Partagé, ce mode de rédaction est critiqué pour ses insuffisances. En effet, sous l’influence du droit comparé et des exhortations d’une partie de la doctrine, il est apparu que l’obligation de motivation des décisions de justice semblait nécessairement impliquer sa complétude ainsi que l’intelligibilité, la lisibilité et la simplicité de la décision. De ce fait, la modernisation du mode de rédaction des décisions de justice est devenue une préoccupation majeure pour les juridictions françaises. Déjà, en 2012, le vice-président du Conseil d’État avait missionné un groupe de travail sur la rédaction des décisions de la juridiction administrative présidé par Philippe Martin. Ce rapport préconisait l’évolution des modes de rédaction des décisions de justice, notamment par l’enrichissement de leur motivation et l’amélioration de leur lisibilité (sur ces points, v. la seconde partie de l’ouvrage collectif dirigé par le professeur Teitgen-Colly consacrée à la pédagogie du juge administratif : C. Teitgen-Colly, dir., Les figures du juge administratif, LGDJ-Lextenso, 2015, 165 p.). Aujourd’hui, c’est au tour du Conseil constitutionnel de décider de moderniser le mode de rédaction de ses décisions, en précisant qu’il s’agit là « d’un choix de rédaction pérenne, qui a vocation à être décliné pour l’ensemble des types de décisions ». Déjà, depuis l’annonce de la volonté de moderniser le mode de rédaction de ses décisions, le Conseil constitutionnel l’a appliqué au contentieux Q.P.C., au contentieux électoral (Cons. Const., 24 mai 2016, n° 2016-4954 AN), au contentieux des lois des collectivités d’outre-mer autonomes (Cons. Const., 3 juin 2016, n° 2016-10 LOM), au déclassement des textes de forme législative (Cons. Const., 16 juin 2016, n° 2016-263 L), au contentieux de constitutionnalité des lois du pays de la Nouvelle-Calédonie (Cons. Const., 16 juin 2016, n° 2016-6 LP) ainsi qu’au contentieux des déclarations de conformité (Cons. Const., 28 juill. 2016, n°s 2016-732/733/734 DC).
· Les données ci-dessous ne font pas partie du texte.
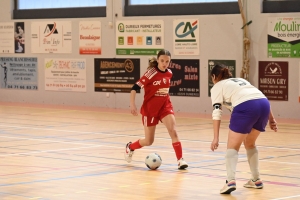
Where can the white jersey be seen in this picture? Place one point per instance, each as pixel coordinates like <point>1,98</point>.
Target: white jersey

Si elle a une vocation générale, cette décision revêt une signification particulière dans le cadre du contrôle de constitutionnalité, mission essentielle du Conseil constitutionnel.
La modernisation du mode de rédaction des décisions du Conseil constitutionnel souffre d’un paradoxe. Comme tout effort de modernisation, elle doit être appréciée au regard du mode traditionnel de rédaction. Marqué par la brièveté, celui-ci semble dépassé si bien que sa modernisation, caractérisée par l’approfondissement de la motivation et le renforcement de l’intelligibilité et de la lisibilité de la décision, apparaît utile. Si ce dernier élément, qui se traduit essentiellement par la simplification de la lecture, est atteint avec l’abandon de la « phrase unique », des « vus » et des « considérants », l’approfondissement de la motivation demeure un horizon à atteindre pour le Conseil constitutionnel. Mais cet horizon semble difficile à atteindre compte tenu des contraintes inhérentes à l’office du Conseil constitutionnel. Et c’est précisément là que se situe le paradoxe. Mesure utile, la modernisation du mode de rédaction des décisions du Conseil constitutionnel poursuit un objectif, l’approfondissement de la motivation, qui apparaît difficilement réalisable.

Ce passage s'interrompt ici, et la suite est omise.